说着,他伸手指向东北方,那里隐约可见一道灰蒙蒙的轮廓。
绰伦布库好不容易安抚下枣红马,粗重的呼吸在冷空气中凝成白雾。
他用力拉了拉缰绳,让马匹靠得更拢些,然后朝队伍后方吆喝了几声,示意大家跟紧,别掉队。

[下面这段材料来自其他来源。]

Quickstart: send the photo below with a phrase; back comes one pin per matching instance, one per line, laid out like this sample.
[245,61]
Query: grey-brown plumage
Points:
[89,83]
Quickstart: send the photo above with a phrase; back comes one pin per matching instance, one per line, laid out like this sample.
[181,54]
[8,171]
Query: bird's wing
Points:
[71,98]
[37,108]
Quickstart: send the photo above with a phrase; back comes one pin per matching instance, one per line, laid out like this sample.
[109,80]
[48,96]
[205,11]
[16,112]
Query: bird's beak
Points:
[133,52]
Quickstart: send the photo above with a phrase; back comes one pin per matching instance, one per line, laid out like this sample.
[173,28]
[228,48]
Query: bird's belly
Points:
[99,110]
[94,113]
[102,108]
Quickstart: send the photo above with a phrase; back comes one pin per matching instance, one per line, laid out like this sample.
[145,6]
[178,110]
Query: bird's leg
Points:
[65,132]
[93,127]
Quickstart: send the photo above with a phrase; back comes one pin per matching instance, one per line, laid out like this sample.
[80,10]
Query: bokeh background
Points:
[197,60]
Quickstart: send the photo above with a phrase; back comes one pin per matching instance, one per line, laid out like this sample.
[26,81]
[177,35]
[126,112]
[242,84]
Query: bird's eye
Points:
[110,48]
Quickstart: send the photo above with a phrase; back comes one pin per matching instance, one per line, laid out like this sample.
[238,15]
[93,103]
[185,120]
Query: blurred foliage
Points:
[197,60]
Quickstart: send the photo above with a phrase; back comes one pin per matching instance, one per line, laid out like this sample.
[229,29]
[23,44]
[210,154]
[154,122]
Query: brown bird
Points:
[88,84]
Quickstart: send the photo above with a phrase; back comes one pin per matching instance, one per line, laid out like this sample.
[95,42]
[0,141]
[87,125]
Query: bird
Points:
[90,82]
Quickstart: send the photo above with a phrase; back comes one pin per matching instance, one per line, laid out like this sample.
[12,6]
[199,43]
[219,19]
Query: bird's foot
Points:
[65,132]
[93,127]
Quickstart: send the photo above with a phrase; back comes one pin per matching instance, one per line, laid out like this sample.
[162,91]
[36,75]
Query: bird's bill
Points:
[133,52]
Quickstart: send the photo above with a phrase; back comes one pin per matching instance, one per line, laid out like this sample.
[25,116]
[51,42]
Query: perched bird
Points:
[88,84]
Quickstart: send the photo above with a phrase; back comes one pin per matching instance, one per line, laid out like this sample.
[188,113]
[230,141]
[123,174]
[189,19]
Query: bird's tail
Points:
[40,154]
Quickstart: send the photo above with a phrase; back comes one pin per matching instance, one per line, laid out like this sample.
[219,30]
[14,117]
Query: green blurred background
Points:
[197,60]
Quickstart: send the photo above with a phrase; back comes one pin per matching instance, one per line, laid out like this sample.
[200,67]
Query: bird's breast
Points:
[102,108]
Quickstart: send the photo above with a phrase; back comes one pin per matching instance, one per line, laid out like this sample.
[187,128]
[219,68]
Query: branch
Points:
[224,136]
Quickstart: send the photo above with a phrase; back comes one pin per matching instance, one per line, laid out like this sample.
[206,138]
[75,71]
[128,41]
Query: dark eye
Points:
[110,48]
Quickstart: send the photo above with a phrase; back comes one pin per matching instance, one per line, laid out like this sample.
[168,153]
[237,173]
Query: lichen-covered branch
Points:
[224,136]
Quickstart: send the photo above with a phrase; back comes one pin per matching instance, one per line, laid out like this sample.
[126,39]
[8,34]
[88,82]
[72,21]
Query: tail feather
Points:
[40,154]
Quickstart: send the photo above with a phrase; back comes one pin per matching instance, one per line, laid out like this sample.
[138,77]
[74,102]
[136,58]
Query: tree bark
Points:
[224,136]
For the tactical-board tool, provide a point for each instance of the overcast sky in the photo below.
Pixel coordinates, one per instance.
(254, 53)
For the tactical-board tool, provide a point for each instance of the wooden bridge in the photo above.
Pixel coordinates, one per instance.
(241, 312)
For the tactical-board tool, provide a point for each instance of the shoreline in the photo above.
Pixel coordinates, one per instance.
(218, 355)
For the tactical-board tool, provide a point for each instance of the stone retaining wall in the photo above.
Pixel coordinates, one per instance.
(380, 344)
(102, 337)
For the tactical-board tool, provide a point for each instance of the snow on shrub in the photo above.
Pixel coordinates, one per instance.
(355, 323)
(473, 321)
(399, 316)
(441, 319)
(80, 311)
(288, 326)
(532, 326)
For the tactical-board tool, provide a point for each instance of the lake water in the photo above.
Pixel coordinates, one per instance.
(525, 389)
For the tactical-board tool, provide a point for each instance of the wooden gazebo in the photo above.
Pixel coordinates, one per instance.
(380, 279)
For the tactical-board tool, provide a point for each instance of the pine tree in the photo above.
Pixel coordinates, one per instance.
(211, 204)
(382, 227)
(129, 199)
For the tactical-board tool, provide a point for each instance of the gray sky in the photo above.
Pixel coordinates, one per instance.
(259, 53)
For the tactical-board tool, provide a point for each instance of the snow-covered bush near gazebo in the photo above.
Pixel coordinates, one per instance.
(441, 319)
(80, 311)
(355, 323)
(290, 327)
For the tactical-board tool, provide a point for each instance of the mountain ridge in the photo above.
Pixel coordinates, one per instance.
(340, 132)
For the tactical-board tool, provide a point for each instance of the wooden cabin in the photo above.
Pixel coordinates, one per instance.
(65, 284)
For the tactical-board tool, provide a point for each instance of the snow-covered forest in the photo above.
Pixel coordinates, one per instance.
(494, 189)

其余几人立即行动起来,相互调整位置,原本有些散乱的队伍瞬间聚成了一团。
起初,只是阵阵刺骨的凉风吹过,卷着细碎的雪沫子,打在脸上像小冰碴子,猎帽的护耳被吹得哗啦响。
金戈皱了皱眉,以为只是寻常的山风。
东北山林的冬天,风就没停过,不值得在意。
可下一秒,天就彻底暗了下来,不是傍晚的昏沉,是像被一块大黑布猛地蒙住,连头顶的柞树枝丫都看不清了。
“不好!是白毛风!”
一旁的秦灵尘心里“咯噔”一下,猛地伸手拽住身边一位还在好奇张望的警卫员。
话音刚落,狂风就像脱缰的野兽,从林子深处呼啸而来,呜呜的吼声震得树枝乱颤,积雪簌簌往下掉,砸在雪地上噗噗作响。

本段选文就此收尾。